Пресса сообщала, что после скоропостижной смерти североамериканского дипломата Джона Превоста (1766–1825) в далеком городке по пути из Лимы в Куско ему как еретику было отказано в погребении[181]. Все эти обвинения сложно проверить, вполне возможно, что они были достоверны. В любом случае налицо известная психологическая уловка: когда североамериканцам нравились отдельные представители духовенства, они считали, что их добрые качества не были связаны с якобы навязанным католицизмом, когда же встреченные священники вызывали недовольство, чувство распространялось на всю католическую церковь.
Определенное разочарование даже среди оптимистов вызвало сохранение официального католицизма в Мексике и Буэнос-Айресе после завоевания ими независимости[182]. Обращаясь за помощью к посланнику США в Мексике, агент Библейского общества Джон Ритчи называл Мехико «средоточием всего фанатизма Мексиканской республики». «Среди духовенства есть несколько очень либеральных людей, но большинство фанатиков», в силах которых задержать «прогресс либеральных мнений»[183]. Зато существование протестантского кладбища в Буэнос-Айресе было для североамериканцев символом гражданской и религиозной свободы[184].
Посланник в Сантьяго, вермонтский пуританин Хеман Аллен (1779–1852) жаловался Адамсу, что священники захватили всю власть в делах не только духовных, но и государственных. Он надеялся на антиклерикальные действия чилийского правительства и сравнивал церковь с инкубом, душащим рост страны[185].

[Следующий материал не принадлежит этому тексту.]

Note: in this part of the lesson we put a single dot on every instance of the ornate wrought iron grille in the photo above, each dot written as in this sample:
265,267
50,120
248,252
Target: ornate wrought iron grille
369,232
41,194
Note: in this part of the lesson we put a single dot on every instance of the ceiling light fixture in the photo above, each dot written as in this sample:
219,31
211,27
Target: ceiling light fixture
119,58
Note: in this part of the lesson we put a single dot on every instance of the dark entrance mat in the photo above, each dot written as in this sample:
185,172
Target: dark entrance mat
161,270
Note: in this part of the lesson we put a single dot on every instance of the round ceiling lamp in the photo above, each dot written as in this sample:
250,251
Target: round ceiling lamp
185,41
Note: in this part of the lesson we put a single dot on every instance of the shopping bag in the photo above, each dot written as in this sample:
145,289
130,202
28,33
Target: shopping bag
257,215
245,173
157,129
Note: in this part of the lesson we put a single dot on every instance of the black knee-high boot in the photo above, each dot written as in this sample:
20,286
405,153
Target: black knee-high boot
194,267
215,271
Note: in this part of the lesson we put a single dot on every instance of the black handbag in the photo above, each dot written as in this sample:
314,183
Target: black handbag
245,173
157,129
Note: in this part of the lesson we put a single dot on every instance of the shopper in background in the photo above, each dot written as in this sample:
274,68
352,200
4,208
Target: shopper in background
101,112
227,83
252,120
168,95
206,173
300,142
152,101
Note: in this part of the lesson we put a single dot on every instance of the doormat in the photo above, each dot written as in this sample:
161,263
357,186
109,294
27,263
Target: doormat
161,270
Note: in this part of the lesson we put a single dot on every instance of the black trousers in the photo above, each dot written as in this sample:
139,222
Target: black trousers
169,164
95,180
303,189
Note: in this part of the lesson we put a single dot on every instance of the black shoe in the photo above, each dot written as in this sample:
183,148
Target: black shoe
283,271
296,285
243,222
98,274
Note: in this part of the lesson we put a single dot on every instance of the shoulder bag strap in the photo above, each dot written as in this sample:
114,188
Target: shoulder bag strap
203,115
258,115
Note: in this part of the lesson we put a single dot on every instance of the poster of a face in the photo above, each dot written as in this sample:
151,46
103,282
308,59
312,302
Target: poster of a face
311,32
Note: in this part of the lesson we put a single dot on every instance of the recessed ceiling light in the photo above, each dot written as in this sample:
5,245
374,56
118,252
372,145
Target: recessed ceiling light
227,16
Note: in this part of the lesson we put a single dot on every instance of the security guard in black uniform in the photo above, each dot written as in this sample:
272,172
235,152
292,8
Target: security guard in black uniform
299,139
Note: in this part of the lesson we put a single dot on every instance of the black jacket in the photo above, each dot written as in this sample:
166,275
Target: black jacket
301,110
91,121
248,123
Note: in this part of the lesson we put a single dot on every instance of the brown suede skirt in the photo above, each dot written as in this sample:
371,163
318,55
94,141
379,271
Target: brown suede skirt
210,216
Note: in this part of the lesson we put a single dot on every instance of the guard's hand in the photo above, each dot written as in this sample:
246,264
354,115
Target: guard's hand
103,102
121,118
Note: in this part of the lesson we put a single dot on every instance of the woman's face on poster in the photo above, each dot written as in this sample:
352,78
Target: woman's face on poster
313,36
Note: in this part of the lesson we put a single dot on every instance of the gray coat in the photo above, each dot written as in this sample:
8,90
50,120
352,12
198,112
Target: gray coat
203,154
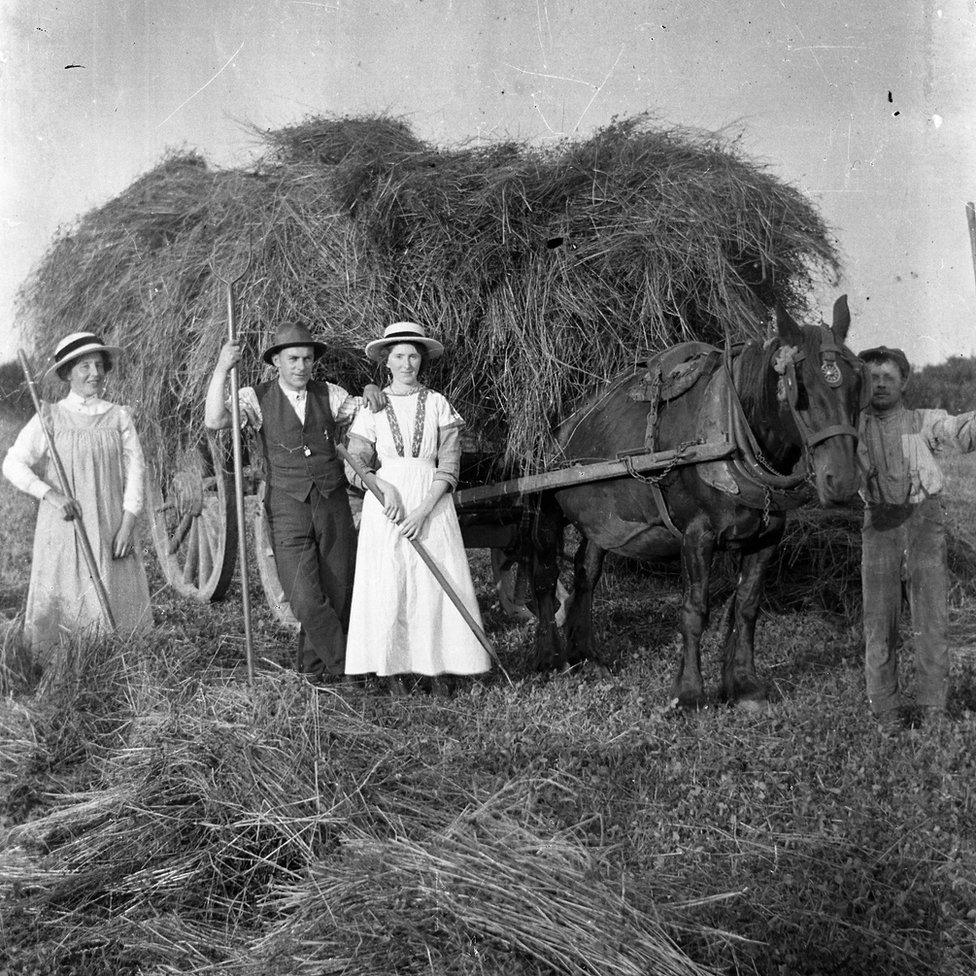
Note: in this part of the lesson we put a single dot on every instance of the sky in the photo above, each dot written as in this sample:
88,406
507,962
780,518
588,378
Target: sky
868,108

Колонизатор Техаса Стивен Остин считал католическое духовенство «врагами свободы, человеческого счастья и всего рода человеческого». Их обиталища – «логова разврата, интриг, подлости, порока». Именно «предрассудки и фанатизм» держат мексиканцев во тьме заблуждений: «Духовенство буквально высосало кровь несчастного народа». В другом письме Остин признался брату, что если монахи появятся на территории их поселения, он будет готов их повесить[186].
Секретарь миссии мексиканского посланника Джоэля Пойнсета, выходец из знатной виргинской семьи Эдвард Торнтон Тэйло возмущался церемонией в честь патрона Мехико блаженного Фелипе де Хесуса: «Я наблюдал [событие] со смешанным презрением и сожалением… Конгресс – республиканский и свободный конгресс, прославляющий святого, и Президент страны, поклоняющийся ему!»[187]

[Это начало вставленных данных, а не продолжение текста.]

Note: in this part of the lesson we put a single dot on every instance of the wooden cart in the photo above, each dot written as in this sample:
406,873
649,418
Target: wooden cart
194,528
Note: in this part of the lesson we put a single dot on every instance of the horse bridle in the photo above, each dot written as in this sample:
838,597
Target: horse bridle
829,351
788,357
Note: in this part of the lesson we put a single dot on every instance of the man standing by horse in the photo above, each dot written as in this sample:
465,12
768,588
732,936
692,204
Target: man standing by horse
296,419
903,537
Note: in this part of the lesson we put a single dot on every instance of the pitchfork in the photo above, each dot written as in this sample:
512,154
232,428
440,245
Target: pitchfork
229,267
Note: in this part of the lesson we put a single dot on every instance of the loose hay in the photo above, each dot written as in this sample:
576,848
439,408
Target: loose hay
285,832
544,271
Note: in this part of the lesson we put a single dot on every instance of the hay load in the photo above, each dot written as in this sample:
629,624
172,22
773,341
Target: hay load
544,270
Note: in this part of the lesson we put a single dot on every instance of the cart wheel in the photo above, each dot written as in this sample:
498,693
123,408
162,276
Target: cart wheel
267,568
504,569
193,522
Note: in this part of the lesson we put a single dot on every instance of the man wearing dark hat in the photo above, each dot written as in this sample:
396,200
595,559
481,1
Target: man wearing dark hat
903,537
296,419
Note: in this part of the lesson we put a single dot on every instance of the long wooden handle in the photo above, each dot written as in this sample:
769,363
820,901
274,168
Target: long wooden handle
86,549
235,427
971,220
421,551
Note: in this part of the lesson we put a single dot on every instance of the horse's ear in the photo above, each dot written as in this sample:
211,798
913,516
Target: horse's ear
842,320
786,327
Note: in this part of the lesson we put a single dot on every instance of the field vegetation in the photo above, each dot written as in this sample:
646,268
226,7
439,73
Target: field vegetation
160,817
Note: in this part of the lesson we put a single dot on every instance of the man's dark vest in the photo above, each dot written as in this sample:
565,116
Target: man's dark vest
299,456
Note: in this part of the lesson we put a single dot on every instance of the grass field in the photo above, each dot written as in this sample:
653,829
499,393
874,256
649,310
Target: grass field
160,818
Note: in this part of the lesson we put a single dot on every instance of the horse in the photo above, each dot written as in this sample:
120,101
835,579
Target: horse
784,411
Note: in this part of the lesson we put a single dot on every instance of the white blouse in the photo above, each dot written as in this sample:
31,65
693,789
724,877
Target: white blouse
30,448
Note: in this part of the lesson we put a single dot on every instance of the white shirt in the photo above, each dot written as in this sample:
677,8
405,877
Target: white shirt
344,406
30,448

Сочетание республиканских и религиозных лозунгов поразило и Генри Брэкенриджа, который, впрочем, стремился понять, а не осудить это зрелище. Несмотря на свое знание и уважение к иберийской культуре, он не мог скрыть впечатления о «мрачности (gloominess) колониальной католической веры»[188].

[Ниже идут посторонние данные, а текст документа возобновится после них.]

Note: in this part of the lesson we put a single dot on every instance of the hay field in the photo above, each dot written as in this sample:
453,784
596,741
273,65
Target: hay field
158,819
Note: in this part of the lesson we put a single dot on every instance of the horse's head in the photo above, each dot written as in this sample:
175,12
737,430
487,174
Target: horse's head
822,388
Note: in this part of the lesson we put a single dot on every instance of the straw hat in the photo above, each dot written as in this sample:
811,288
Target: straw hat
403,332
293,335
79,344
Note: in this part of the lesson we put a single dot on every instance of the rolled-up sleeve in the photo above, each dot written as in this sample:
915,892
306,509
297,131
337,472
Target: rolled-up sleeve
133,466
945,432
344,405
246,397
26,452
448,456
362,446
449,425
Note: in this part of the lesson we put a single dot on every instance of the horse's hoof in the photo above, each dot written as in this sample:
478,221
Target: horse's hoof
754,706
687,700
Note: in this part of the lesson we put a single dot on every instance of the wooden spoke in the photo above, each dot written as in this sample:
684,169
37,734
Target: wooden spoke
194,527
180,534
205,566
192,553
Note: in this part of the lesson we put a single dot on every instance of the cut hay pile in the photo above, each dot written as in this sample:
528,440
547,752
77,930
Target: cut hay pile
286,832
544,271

Открыто защитить католическую религию и даже столь чуждые англосаксам процессии попытался журналист Уильям Дуэйн, сам по происхождению католик-ирландец. Он подчеркивал патриотизм латиноамериканского духовенства и без предубеждения относился к пышным религиозным процессиям[189]. Впрочем, и Дуэйн считал монастыри противоестественным институтом и обвинял церковь в устройстве ложных чудес вокруг почитаемых образов[190].
Бэптис Ирвайн, еще один радикальный журналист-ирландец, также не видел противоречия между свободой и католицизмом. Он напоминает читателям, что «первые шаги к свободе» после «темных веков» сделали еще до Реформации католики Италии, Швейцарии, Англии, наконец, что в последние годы все революционные движения развивались именно в непротестантских странах – Латинской Америке, Неаполе, Испании, Португалии, Греции. Дело в том, что «священники не могут всегда диктовать политику», значит, религия не обязательно является определяющей общественной силой. Он указывает, что равно несвободны и католическая Австрия, и лютеранская Пруссия, и Россия с ее греческой церковью.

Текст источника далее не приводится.